Jury Tosses Musk's OpenAI Lawsuit in Under Two Hours — Filed Too Late
A unanimous nine-member jury in Oakland ruled that Elon Musk missed the statute of limitations when he sued OpenAI CEO Sam Altman in 2024. The case never reached the merits. Musk is calling it a 'calendar technicality' and vowing to appeal — but the judge said she was ready to dismiss it herself.

Jury Tosses Musk's OpenAI Lawsuit in Under Two Hours — Filed Too Late

A federal jury in Oakland, California, took less than two hours on Monday, May 18, 2026, to throw out every single claim in Elon Musk's lawsuit against OpenAI, Sam Altman, and Greg Brockman.

Nine jurors. Unanimous. Gone.

U.S. District Judge Yvonne Gonzalez Rogers immediately agreed with the advisory jury and dismissed the case. "There's a substantial amount of evidence to support the jury's finding," she said — adding she was prepared to dismiss it "on the spot."

Musk had been seeking up to $150 billion in damages, Altman's ouster from OpenAI's board, and a forced reversal of the company's shift from nonprofit to for-profit structure, according to Variety.

The Statute of Limitations Defense

The jury ruled that Musk waited too long to sue.

According to TechCrunch, OpenAI's statute of limitations defense argued that any harms Musk suffered occurred before specific cutoff dates — before August 5, 2021, for the breach of charitable trust claim, and before August 5, 2022, for the unjust enrichment claim.

The jury bought it. Evidence presented at trial showed Musk was involved in discussions about a for-profit structure as early as 2017, per NBC News. He left the board in February 2018.
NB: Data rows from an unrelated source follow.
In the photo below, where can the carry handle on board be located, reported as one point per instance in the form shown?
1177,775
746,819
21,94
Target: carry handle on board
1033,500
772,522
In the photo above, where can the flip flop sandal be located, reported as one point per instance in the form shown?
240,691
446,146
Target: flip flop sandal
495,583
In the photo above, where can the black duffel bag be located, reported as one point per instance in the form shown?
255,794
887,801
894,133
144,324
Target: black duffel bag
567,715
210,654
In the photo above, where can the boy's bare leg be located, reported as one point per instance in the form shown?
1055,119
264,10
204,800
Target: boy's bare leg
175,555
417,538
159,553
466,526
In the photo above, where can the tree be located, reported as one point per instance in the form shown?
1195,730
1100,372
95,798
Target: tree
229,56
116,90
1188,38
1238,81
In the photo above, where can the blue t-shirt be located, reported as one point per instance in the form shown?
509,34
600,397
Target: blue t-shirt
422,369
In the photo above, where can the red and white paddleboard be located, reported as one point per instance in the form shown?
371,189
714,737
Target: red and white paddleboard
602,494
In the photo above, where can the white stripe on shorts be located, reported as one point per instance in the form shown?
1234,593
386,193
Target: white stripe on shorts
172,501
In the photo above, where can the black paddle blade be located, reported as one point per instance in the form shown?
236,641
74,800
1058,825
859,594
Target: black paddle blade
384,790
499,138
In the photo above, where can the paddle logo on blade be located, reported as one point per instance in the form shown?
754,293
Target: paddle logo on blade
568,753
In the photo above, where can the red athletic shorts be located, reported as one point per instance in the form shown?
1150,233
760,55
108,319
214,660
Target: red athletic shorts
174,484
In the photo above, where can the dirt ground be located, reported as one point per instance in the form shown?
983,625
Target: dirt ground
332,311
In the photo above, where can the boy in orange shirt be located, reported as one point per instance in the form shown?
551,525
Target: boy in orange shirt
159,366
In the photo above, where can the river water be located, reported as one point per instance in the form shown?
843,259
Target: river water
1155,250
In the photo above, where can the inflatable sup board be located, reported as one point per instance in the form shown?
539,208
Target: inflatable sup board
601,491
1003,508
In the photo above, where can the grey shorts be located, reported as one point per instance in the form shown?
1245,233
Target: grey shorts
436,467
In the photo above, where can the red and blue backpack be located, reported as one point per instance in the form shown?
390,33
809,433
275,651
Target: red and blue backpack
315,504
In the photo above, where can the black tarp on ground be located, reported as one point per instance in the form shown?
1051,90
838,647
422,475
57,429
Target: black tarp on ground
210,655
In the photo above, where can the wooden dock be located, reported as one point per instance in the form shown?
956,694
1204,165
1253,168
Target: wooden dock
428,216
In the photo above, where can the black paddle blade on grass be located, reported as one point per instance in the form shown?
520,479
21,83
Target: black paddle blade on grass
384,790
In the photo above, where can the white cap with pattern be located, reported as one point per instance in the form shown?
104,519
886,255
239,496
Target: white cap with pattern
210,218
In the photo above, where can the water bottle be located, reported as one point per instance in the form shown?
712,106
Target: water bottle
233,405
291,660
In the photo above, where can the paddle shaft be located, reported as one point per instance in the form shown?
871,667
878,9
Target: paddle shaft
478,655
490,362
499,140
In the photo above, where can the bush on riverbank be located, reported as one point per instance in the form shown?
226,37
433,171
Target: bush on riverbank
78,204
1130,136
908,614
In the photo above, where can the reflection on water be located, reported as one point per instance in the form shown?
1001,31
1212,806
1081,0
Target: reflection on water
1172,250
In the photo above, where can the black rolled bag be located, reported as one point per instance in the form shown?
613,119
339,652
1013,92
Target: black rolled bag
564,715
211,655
He didn't file suit until 2024. That's six years after he walked out the door.

The three-year clock had run out. Case dismissed.

Musk's Response

Musk took to X immediately after the verdict.

"The judge & jury never actually ruled on the merits of the case, just on a calendar technicality," he wrote. "There is no question to anyone following the case in detail that Altman & Brockman did in fact enrich themselves by stealing a charity. The only question is WHEN they did it!"

He announced he'll appeal to the Ninth Circuit.

His lawyer Marc Toberoff told CNBC outside the courthouse: "This case, at its core, is about preserving charities from this kind of exploitation. If they get away with it, they shouldn't."

Lawyer Steven Molo told reporters he believed Musk's side had proved the substance of the case and that the loss was a "technical" one on narrow legal grounds, according to NBC News.

OpenAI's Defense

OpenAI's lead attorney William Savitt was direct. He told reporters outside the courthouse the verdict was "not a technical decision — it's a substantive one," according to The Guardian.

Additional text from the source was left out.